Osteoporose, allgemein auch als Knochenschwund bezeichnet, gehört zu den zehn häufigsten Erkrankungen weltweit. In Deutschland leiden etwa 6,8 Millionen Menschen daran, nach der Menopause ist fast jede dritte Frau betroffen. Im 11. Jahr seines Bestehens wird das Netzwerk-Osteoporose e.V. – Organisation für Patienten-Kompetenz (NWO) nicht nur die Wissenschaft zu Wort kommen lassen. Auch gute Unterhaltung wird der Veranstaltung und dem diesjährigen NWO-Motto „Älter werden und mobil bleiben“ den richtigen Schwung geben. Das Live Konzert der Berliner Musiker Boogie Blaster aus Berlin mit Swing, Rock´n´Roll, Jazz und Boogie ist in diesem Jahr ganz nah an den Wünschen und dem Streben nach Bewegung und gesundem, aktivem Älter werden .

„Dieser Wunsch, körperlich und geistig fit zu bleiben und Erkrankungen vorzubeugen, betrifft Menschen jeden Alters. Nicht selten führt Musik dazu unseren Körper in Bewegung und rhytmische Schwingungen zu versetzen.

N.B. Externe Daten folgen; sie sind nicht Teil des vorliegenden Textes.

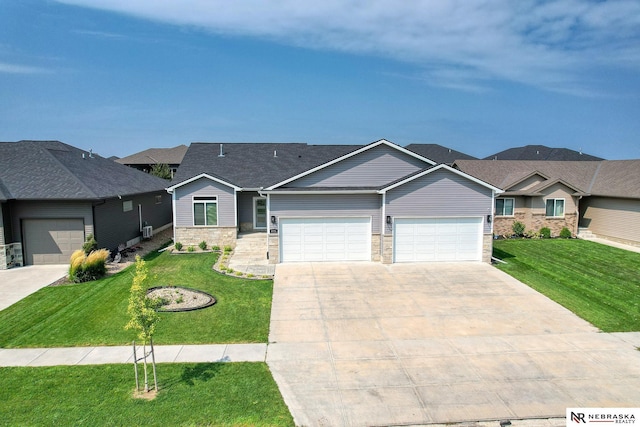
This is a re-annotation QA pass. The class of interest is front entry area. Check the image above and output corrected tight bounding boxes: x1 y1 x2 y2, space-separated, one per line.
280 218 371 262
393 217 482 262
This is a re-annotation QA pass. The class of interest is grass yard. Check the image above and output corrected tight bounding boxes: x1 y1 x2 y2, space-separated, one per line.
0 252 273 348
0 363 293 426
493 239 640 332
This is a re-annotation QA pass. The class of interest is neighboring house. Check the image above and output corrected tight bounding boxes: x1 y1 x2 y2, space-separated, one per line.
454 160 640 246
0 141 171 268
167 140 500 263
405 144 476 166
484 145 604 162
115 144 189 178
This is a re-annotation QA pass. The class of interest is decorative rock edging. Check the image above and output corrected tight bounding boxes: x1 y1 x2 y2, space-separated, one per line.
147 286 217 312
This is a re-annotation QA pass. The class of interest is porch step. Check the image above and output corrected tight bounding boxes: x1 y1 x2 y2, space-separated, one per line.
229 233 273 274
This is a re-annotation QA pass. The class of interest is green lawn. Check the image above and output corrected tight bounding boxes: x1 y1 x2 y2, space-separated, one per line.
493 239 640 332
0 363 293 426
0 252 273 348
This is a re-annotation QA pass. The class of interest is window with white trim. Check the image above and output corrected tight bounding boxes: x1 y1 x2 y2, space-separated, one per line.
496 198 515 216
545 199 564 218
193 196 218 226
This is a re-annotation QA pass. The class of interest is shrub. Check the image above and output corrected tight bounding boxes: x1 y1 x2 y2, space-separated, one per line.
82 234 98 255
511 221 525 237
69 249 109 283
560 227 572 239
540 227 551 239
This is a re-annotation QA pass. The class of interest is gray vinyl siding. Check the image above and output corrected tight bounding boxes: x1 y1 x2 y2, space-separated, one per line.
10 201 94 242
238 191 259 224
174 178 236 227
94 191 171 250
580 197 640 244
286 145 429 187
385 170 493 233
270 194 382 234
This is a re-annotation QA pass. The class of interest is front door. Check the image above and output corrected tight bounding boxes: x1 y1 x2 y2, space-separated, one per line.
253 197 267 230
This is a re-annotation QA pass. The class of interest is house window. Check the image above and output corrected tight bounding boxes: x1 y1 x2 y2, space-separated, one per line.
546 199 564 217
496 199 515 216
193 196 218 226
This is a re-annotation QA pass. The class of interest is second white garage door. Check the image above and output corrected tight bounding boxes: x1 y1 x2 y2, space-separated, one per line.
393 217 482 262
280 218 371 262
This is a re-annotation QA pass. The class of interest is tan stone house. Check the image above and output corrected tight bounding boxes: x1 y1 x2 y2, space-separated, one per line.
454 160 640 246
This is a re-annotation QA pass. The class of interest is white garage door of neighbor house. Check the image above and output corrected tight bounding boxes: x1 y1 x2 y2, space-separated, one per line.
22 219 84 265
280 218 371 262
393 217 482 262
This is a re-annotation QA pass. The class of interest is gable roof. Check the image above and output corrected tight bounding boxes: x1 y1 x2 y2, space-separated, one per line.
454 160 640 199
0 141 167 200
172 142 361 188
484 145 604 161
267 139 435 190
378 164 503 194
115 144 189 165
405 144 476 165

Harmonische Bewegungen zu Musik ist nach wissenschaftlichen Erkenntnissen eine sportliche Betätigung der besonderen Art. Sie dient sehr oft auch zur Vorbeugung und Therapie von zahlreichen chronischen Erkrankungen“ . berichtet Karin G. Mertel die Vorsitzende des Netzwerk-Osteoporose e.V. Paderborn.

„Lebensqualität braucht eine sensible Balance“ Die Diplom Sportwissenschaftlerin Frau Dr. Mona Laqué aus Köln ist ganz sicher und wird darüber berichten wie wir die Chancen für mehr Lebenszeit mit mehr Lebensqualität günstig beeinflussen können. Mit besonderem Blickpunkt auch auf chronische Erkrankungen aller Art.

„Sag mir Doktor – was kann ich glauben- was ist richtig!“ In Paderborn zu Gast ist Prof. Dr. med. Diethard M. Usinger , Chefarzt der Kliniken Bad Neuenahr-Ahrweiler. Er ist der Ansicht , dass in der Öffentlichkeit besprochene Gesundheitsthemen durch unterschiedliche Darstellungen viele Menschen zu oft verunsichern. Information über die Funktionsweise und die Gesunderhaltung unseres Körpers gewinnen in Zeiten der permanenten Veränderung im Gesundheitswesen immer mehr an Bedeutung. Wie beeinflussen z. B. Nahrungsergänzungsmittel, Genussmittel, Medikamente und deren Wechselwirkung unsere Lebensqualität. Was sind Kiefernekrosen - wie steht es um das Wissen darum und wie beeinflussen weitere, osteoporoserelevante Themen unsere Gesundheit tatsächlich? Zu diesen Fragen wird Prof. Usinger Stellung nehmen.

Zur kostenfreien persönlichen Osteoporose-Sprechstunde (ohne Praxisdruck) stehen die Paderborner Orthopäden und DVO Osteologen Dr. Richard Ammenwerth und Dr. Andreas Ruch während der Veranstaltung für Ratsuchende am NWO - Weltosteoporose Tag im Paderborner Rathaus zur Verfügung.

In der Woche nach der Veranstaltung bietet das Netzwerk-Osteoporose e. V. eine kostenfreie Knochendichtemessung per Ultraschall ,zur persönlichen Risikoeinschätzung (nach Vereinbarung) an.

Termine werden am 18. 10. 2013 nach der Veranstaltung für Teilnehmer der Veranstaltung vergeben. (keine Telefontermine möglich)

Osteoporose ist eine unbemerkt fortschreitende Krankheit . Denn: Knochen, welche langsam porös werden, verursachen zunächst keine Schmerzen. Mitunter treten Schmerzen erst dann auf, wenn der erste Knochenbruch eingetreten ist. Zur rechtzeitigen Diagnose ist auch Eigeninitiative gefragt, denn unter Umständen dauert es lange bis vom Arzt eine Osteoporose festgestellt wird. „Fest steht und Studien belegen diese unangenehme Wahrheit, dass weniger als 25 % der von Osteoporose Betroffenen rechtzeitig richtig diagnostiziert werden und ausreichend und langfristig therapiert werden. Ein unangenehmes gesellschaftliches Problem auch deshalb weil wir wissen, dass, je früher die Krankheit erkannt wird, um so effektiver kann man mit der adäquater Therapie und Eigenverantwortung Osteoporose in Schach halten.“ merkt Karin G. Mertel an.